From 5f6e3f5971a6a706c844f889170394c64561199b Mon Sep 17 00:00:00 2001
From: James Frost <james.frost@metoffice.gov.uk>
Date: Mon, 16 Sep 2024 23:39:49 +0100
Subject: [PATCH] Move HTTPFileRetriever into fetch_data module

Also add a test.
---
 .../app/fetch_fcst/bin/fetch-data-http.py     | 28 +------------------
 src/CSET/_workflow_utils/fetch_data.py        | 28 ++++++++++++++++++-
 tests/workflow_utils/test_fetch_data.py       | 14 ++++++++++
 3 files changed, 42 insertions(+), 28 deletions(-)

diff --git a/cset-workflow/app/fetch_fcst/bin/fetch-data-http.py b/cset-workflow/app/fetch_fcst/bin/fetch-data-http.py
index 154504e01..39085bb44 100644
--- a/cset-workflow/app/fetch_fcst/bin/fetch-data-http.py
+++ b/cset-workflow/app/fetch_fcst/bin/fetch-data-http.py
@@ -2,32 +2,6 @@
 
 """Retrieve files via HTTP."""
 
-import ssl
-import urllib.parse
-import urllib.request
-
-from CSET._workflow_utils.fetch_data import FileRetrieverABC, fetch_data
-
-
-class HTTPFileRetriever(FileRetrieverABC):
-    """Retrieve files via HTTP."""
-
-    def get_file(self, file_path: str, output_dir: str) -> None:
-        """Save a file from a HTTP address to the output directory.
-
-        Parameters
-        ----------
-        file_path: str
-            Path of the file to copy on MASS. It may contain patterns
-            like globs, which will be expanded in a system specific manner.
-        output_dir: str
-            Path to filesystem directory into which the file should be copied.
-        """
-        ctx = ssl.create_default_context()

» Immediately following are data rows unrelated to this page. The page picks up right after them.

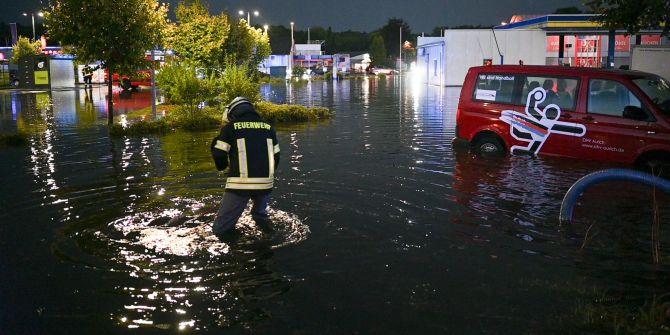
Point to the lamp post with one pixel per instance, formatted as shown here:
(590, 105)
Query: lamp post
(292, 47)
(241, 12)
(40, 14)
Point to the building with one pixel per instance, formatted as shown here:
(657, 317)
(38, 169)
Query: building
(573, 40)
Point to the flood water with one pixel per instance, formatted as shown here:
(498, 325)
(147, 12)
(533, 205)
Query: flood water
(380, 226)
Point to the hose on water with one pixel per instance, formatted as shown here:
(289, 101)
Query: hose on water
(576, 190)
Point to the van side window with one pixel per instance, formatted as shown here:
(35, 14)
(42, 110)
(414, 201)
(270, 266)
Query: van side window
(494, 88)
(609, 97)
(560, 91)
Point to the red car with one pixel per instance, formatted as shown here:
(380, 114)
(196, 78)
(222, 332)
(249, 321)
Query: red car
(611, 115)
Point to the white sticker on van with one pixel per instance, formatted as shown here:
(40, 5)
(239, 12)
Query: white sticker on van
(535, 126)
(488, 95)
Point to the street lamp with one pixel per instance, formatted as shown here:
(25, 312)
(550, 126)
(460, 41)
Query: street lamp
(241, 12)
(40, 14)
(292, 47)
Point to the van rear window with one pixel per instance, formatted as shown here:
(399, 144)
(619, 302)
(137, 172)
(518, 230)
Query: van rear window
(514, 89)
(494, 88)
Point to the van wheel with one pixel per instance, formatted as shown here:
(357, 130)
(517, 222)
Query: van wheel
(656, 164)
(489, 145)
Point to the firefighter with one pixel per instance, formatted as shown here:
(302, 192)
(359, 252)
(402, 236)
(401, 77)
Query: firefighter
(248, 147)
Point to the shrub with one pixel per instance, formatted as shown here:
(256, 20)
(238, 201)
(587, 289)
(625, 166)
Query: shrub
(25, 48)
(274, 113)
(236, 81)
(181, 85)
(298, 71)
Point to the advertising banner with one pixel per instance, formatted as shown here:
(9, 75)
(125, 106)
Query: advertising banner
(41, 71)
(622, 43)
(651, 40)
(587, 51)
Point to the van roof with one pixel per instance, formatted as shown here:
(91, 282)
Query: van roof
(555, 69)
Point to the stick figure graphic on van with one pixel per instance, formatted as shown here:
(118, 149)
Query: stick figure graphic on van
(535, 126)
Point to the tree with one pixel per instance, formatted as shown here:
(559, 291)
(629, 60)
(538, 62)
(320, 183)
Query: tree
(391, 34)
(377, 50)
(633, 15)
(116, 32)
(24, 48)
(210, 41)
(198, 37)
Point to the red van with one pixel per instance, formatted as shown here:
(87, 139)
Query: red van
(612, 115)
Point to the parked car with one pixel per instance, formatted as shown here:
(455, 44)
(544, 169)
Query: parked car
(598, 114)
(384, 70)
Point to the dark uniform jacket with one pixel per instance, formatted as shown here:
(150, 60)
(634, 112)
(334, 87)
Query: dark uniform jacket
(249, 146)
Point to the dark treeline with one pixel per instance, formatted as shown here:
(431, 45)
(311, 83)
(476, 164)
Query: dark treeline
(22, 30)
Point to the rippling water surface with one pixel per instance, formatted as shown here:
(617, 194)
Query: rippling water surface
(380, 226)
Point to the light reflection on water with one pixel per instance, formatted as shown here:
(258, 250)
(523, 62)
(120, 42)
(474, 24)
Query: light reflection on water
(374, 204)
(185, 270)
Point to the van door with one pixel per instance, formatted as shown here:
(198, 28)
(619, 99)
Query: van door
(611, 134)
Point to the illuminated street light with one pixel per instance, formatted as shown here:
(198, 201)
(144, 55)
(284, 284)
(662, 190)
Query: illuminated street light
(256, 13)
(40, 14)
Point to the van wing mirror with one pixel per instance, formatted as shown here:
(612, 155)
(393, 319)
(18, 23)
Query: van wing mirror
(635, 113)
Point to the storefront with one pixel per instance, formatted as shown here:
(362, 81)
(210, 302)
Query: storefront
(578, 40)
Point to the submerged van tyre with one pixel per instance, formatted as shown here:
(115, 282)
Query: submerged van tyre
(489, 145)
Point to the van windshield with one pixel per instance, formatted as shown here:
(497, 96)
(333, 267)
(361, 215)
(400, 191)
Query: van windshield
(658, 90)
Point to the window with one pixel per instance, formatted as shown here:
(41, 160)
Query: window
(559, 91)
(608, 97)
(658, 90)
(495, 88)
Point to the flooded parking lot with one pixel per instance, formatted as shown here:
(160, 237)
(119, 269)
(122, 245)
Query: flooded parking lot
(381, 226)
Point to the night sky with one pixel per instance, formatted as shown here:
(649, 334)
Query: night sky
(357, 15)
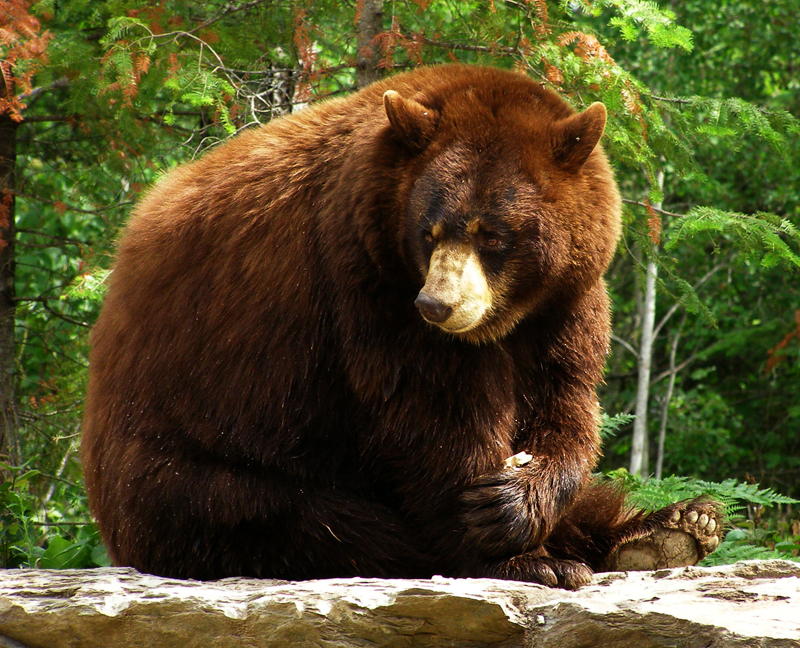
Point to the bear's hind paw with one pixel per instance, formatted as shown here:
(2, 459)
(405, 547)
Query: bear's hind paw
(684, 534)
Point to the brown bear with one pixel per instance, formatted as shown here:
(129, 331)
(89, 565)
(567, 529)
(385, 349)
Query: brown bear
(364, 340)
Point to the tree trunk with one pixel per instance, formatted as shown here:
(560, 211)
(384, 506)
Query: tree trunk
(639, 450)
(9, 443)
(662, 433)
(370, 24)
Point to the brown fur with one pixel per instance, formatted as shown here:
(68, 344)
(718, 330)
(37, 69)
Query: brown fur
(264, 398)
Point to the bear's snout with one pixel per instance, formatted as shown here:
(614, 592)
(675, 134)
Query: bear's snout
(432, 309)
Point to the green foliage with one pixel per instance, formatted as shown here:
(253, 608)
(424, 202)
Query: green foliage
(50, 543)
(610, 425)
(132, 89)
(746, 539)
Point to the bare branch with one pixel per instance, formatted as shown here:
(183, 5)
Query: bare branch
(658, 210)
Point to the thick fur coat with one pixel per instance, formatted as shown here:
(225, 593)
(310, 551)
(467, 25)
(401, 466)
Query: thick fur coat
(323, 339)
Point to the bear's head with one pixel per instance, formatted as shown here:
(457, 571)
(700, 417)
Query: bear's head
(510, 201)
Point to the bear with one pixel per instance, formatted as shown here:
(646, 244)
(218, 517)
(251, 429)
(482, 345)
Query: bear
(365, 340)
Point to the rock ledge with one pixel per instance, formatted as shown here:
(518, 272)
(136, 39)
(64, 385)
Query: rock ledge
(754, 603)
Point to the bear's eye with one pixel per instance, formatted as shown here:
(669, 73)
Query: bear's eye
(489, 240)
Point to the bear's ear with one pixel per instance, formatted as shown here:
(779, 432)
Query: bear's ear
(412, 122)
(576, 137)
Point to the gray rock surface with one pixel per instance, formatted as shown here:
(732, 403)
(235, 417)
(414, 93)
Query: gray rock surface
(754, 603)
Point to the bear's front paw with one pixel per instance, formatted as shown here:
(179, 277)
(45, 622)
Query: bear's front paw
(535, 567)
(681, 534)
(499, 515)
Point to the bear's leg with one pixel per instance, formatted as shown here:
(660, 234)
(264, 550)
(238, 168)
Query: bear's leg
(602, 532)
(206, 521)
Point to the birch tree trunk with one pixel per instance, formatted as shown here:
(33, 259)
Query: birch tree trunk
(9, 443)
(370, 24)
(639, 449)
(662, 432)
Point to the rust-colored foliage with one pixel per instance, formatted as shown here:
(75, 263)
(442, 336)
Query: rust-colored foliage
(22, 49)
(305, 53)
(653, 223)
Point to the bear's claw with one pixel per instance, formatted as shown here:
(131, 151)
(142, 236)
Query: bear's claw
(553, 572)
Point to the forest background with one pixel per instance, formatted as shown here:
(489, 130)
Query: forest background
(99, 99)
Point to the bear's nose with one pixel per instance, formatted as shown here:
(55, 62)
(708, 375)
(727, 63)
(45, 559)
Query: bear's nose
(432, 309)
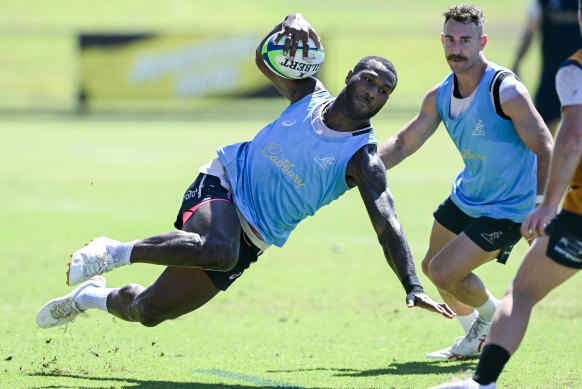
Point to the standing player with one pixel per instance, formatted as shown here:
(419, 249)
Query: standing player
(504, 144)
(557, 24)
(556, 255)
(253, 195)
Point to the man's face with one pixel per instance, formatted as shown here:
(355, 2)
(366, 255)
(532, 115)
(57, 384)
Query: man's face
(367, 91)
(462, 44)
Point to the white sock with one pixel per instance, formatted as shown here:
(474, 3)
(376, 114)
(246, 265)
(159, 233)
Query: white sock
(120, 252)
(467, 320)
(487, 310)
(92, 297)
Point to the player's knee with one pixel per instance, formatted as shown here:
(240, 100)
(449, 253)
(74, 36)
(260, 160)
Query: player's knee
(424, 265)
(222, 256)
(439, 275)
(225, 257)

-        save_path = urllib.parse.urlparse(file_path).path.split("/")[-1]
-        with urllib.request.urlopen(file_path, output_dir, context=ctx) as response:
-            with open(save_path, "wb") as fp:
-                fp.write(response.read())
-
+from CSET._workflow_utils.fetch_data import HTTPFileRetriever, fetch_data
 
 fetch_data(HTTPFileRetriever)
diff --git a/src/CSET/_workflow_utils/fetch_data.py b/src/CSET/_workflow_utils/fetch_data.py
index 8392cb835..ce4ecb71e 100755
--- a/src/CSET/_workflow_utils/fetch_data.py
+++ b/src/CSET/_workflow_utils/fetch_data.py
@@ -7,7 +7,10 @@
 import logging
 import os
 import shutil
+import ssl
 import sys
+import urllib.parse
+import urllib.request
 from concurrent.futures import ThreadPoolExecutor
 from datetime import datetime, timedelta
 from typing import Literal
@@ -20,7 +23,7 @@
 
 
 class FileRetrieverABC(abc.ABC):
-    """Abstract class for retrieving files from a data source.

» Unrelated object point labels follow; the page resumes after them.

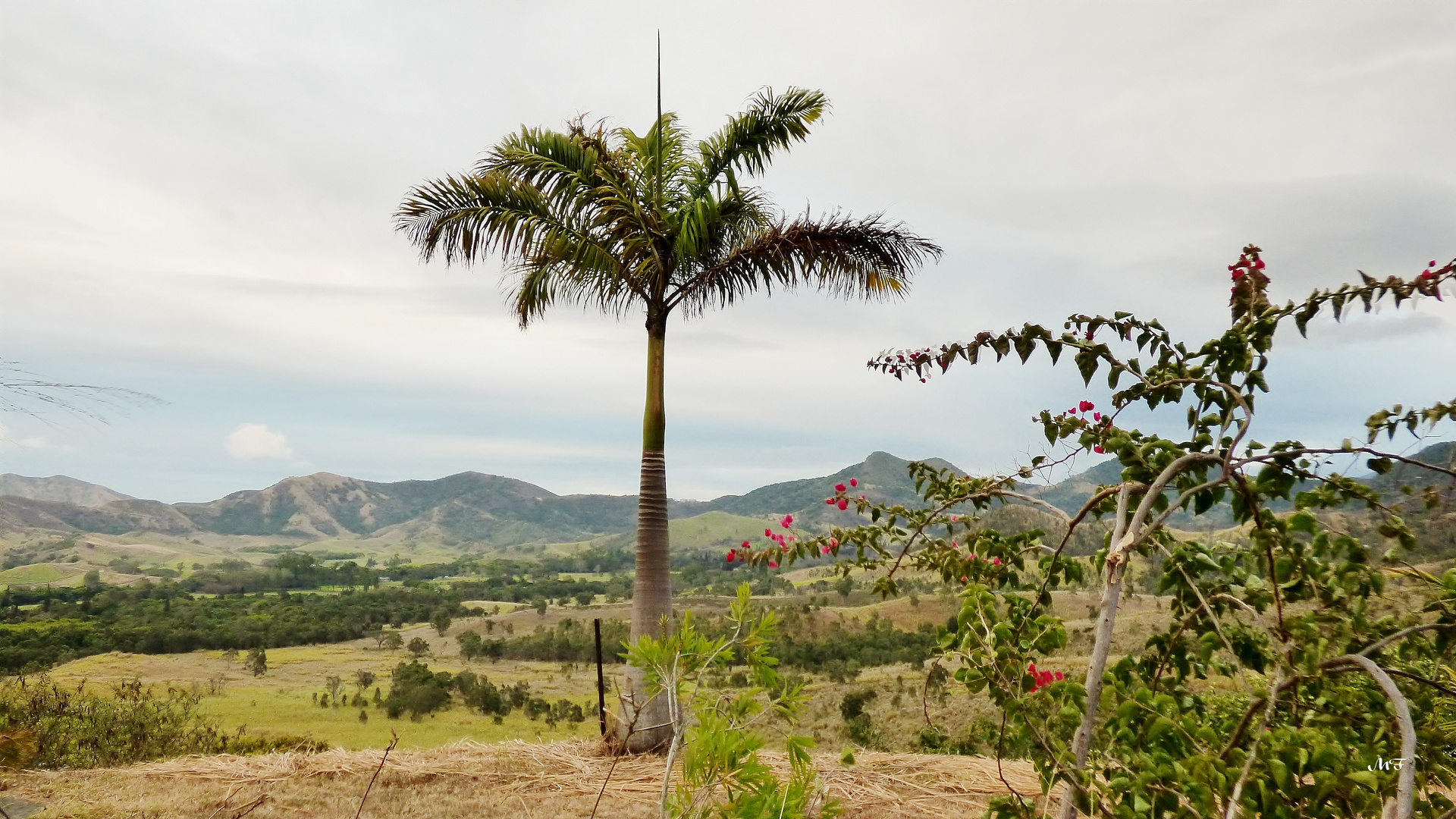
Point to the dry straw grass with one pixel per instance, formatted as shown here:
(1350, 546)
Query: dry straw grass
(513, 779)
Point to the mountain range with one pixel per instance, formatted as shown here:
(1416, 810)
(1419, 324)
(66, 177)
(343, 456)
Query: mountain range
(471, 507)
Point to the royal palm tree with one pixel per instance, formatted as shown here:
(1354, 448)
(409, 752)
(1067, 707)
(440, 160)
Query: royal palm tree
(653, 224)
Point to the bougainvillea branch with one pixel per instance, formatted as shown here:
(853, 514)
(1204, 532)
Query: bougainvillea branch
(1139, 736)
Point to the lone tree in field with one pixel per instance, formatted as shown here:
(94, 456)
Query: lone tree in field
(650, 224)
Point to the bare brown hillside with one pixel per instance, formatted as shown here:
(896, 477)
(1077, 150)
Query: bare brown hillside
(509, 780)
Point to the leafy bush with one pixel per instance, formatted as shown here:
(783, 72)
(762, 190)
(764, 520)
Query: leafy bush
(417, 691)
(858, 726)
(721, 773)
(73, 727)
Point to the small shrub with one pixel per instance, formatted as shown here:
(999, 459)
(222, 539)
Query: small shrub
(256, 662)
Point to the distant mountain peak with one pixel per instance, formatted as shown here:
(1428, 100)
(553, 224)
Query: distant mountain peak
(61, 488)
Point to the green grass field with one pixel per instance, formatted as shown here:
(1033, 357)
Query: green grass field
(283, 700)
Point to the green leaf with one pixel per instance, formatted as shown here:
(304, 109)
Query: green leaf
(1366, 779)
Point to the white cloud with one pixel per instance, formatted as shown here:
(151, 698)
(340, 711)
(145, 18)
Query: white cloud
(11, 442)
(256, 441)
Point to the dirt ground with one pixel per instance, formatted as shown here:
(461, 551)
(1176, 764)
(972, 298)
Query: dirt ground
(504, 780)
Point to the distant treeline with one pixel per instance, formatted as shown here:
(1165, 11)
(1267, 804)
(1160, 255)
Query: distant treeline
(158, 618)
(824, 646)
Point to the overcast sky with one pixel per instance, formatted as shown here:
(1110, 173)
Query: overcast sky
(196, 202)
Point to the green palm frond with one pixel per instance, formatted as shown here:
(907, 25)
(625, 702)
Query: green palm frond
(840, 256)
(748, 140)
(465, 218)
(613, 218)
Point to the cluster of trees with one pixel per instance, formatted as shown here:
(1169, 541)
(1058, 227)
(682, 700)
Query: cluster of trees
(708, 573)
(164, 618)
(568, 642)
(419, 692)
(49, 725)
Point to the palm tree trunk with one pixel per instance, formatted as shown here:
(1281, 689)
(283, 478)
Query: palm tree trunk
(651, 589)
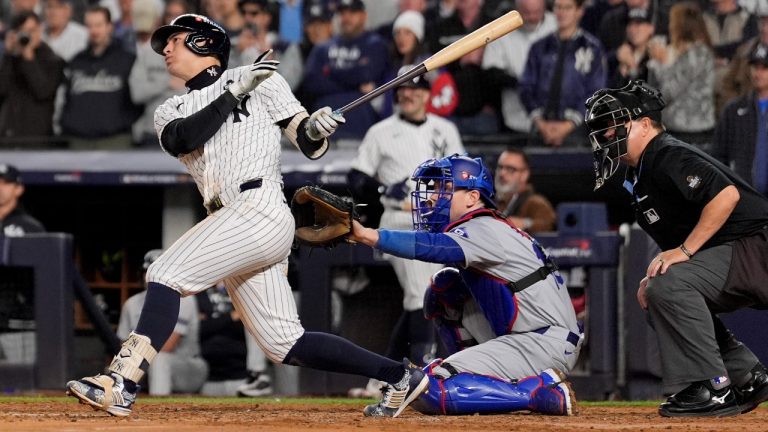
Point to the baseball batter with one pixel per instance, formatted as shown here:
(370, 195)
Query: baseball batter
(500, 305)
(227, 130)
(389, 153)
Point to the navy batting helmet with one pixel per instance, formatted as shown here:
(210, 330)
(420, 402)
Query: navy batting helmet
(205, 38)
(608, 111)
(440, 178)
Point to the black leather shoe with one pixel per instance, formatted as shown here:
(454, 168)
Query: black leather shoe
(755, 391)
(701, 400)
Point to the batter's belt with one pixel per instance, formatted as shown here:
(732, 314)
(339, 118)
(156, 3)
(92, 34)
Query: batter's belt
(219, 200)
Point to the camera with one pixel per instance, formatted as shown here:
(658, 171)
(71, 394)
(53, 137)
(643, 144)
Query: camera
(23, 38)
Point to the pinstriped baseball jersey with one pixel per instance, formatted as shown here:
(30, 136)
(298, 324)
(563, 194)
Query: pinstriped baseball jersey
(390, 152)
(247, 146)
(245, 243)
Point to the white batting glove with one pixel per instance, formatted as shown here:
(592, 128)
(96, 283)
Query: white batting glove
(323, 122)
(259, 71)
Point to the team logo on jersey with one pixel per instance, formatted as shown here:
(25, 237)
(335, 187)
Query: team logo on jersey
(460, 231)
(693, 181)
(651, 216)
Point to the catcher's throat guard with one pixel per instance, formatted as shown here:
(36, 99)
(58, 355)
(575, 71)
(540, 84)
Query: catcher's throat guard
(322, 218)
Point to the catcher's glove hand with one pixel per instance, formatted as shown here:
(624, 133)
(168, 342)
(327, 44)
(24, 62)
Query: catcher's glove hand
(322, 218)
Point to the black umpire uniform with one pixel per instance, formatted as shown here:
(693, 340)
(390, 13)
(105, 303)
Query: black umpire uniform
(680, 194)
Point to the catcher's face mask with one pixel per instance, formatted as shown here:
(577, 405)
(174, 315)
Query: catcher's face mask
(431, 200)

+    """Abstract base class for retrieving files from a data source.
 
     The `get_file` method must be defined. Optionally the __enter__ and __exit__
     methods maybe be overridden to add setup or cleanup code.

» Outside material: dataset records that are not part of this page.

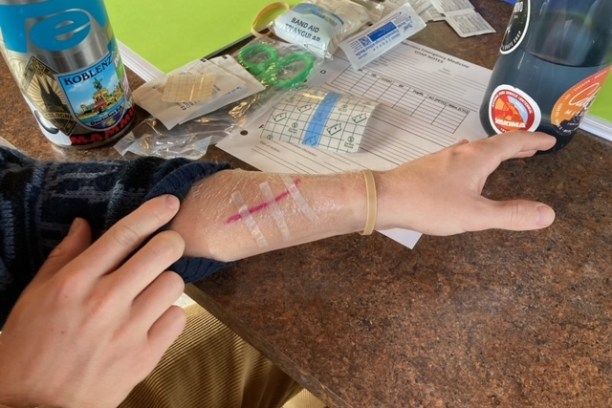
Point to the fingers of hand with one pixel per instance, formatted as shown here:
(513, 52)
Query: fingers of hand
(127, 235)
(148, 262)
(77, 241)
(518, 144)
(514, 215)
(164, 332)
(153, 302)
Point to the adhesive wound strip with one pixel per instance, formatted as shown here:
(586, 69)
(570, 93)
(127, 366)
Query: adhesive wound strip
(319, 119)
(277, 213)
(299, 199)
(248, 219)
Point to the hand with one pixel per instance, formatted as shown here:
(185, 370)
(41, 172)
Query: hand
(97, 317)
(440, 194)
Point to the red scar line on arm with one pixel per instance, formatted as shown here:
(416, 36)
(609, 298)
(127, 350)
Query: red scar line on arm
(258, 208)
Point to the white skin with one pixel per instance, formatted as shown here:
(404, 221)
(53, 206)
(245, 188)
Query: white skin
(85, 332)
(439, 194)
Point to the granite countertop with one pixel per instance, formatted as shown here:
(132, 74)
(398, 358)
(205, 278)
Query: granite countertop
(488, 319)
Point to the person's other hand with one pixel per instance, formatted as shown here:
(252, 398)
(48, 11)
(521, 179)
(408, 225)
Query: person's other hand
(97, 317)
(440, 194)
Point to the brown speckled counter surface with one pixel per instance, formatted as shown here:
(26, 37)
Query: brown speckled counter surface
(489, 319)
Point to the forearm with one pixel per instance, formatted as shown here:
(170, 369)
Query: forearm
(235, 214)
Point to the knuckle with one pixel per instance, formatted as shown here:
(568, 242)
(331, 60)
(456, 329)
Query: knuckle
(124, 235)
(67, 287)
(167, 244)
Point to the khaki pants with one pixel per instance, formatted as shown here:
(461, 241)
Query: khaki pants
(211, 366)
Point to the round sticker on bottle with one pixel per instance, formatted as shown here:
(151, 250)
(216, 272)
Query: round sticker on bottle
(512, 109)
(571, 106)
(517, 27)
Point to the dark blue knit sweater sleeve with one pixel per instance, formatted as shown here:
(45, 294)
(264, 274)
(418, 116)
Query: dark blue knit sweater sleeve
(39, 201)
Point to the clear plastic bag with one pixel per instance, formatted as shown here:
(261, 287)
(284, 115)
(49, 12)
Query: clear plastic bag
(189, 140)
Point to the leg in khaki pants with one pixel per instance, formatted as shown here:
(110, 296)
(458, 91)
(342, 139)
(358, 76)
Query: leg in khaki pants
(210, 366)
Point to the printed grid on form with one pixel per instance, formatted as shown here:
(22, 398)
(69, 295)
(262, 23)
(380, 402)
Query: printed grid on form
(296, 119)
(430, 113)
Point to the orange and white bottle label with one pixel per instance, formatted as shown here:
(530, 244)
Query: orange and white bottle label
(572, 105)
(512, 109)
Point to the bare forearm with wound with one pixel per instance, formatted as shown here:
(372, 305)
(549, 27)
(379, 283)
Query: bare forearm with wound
(235, 214)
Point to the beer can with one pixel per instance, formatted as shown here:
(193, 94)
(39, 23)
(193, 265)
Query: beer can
(65, 60)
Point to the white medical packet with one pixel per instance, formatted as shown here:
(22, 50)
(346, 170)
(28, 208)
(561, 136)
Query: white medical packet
(371, 43)
(232, 83)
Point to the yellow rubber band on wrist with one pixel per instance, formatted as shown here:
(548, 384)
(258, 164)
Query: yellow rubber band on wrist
(372, 202)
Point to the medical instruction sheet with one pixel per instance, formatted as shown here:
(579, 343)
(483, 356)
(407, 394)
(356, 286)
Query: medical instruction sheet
(427, 100)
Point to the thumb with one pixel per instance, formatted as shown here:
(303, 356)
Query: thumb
(77, 240)
(516, 215)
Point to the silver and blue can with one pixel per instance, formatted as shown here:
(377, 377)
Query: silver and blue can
(65, 59)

@@ -86,6 +89,29 @@ def get_file(self, file_path: str, output_dir: str) -> None:
                 logging.warning("Failed to copy %s, error: %s", file, err)
 
 
+class HTTPFileRetriever(FileRetrieverABC):
+    """Retrieve files via HTTP."""
+
+    def get_file(self, file_path: str, output_dir: str) -> None:
+        """Save a file from a HTTP address to the output directory.
+
+        Parameters
+        ----------
+        file_path: str
+            Path of the file to copy on MASS. It may contain patterns like
+            globs, which will be expanded in a system specific manner.
+        output_dir: str
+            Path to filesystem directory into which the file should be copied.
+        """
+        ctx = ssl.create_default_context()
+        save_path = urllib.parse.urlparse(file_path).path.split("/")[-1]
+        with urllib.request.urlopen(file_path, output_dir, context=ctx) as response:
+            with open(save_path, "wb") as fp:
+                # Read in 1 MiB chunks so data doesn't all have to be in memory.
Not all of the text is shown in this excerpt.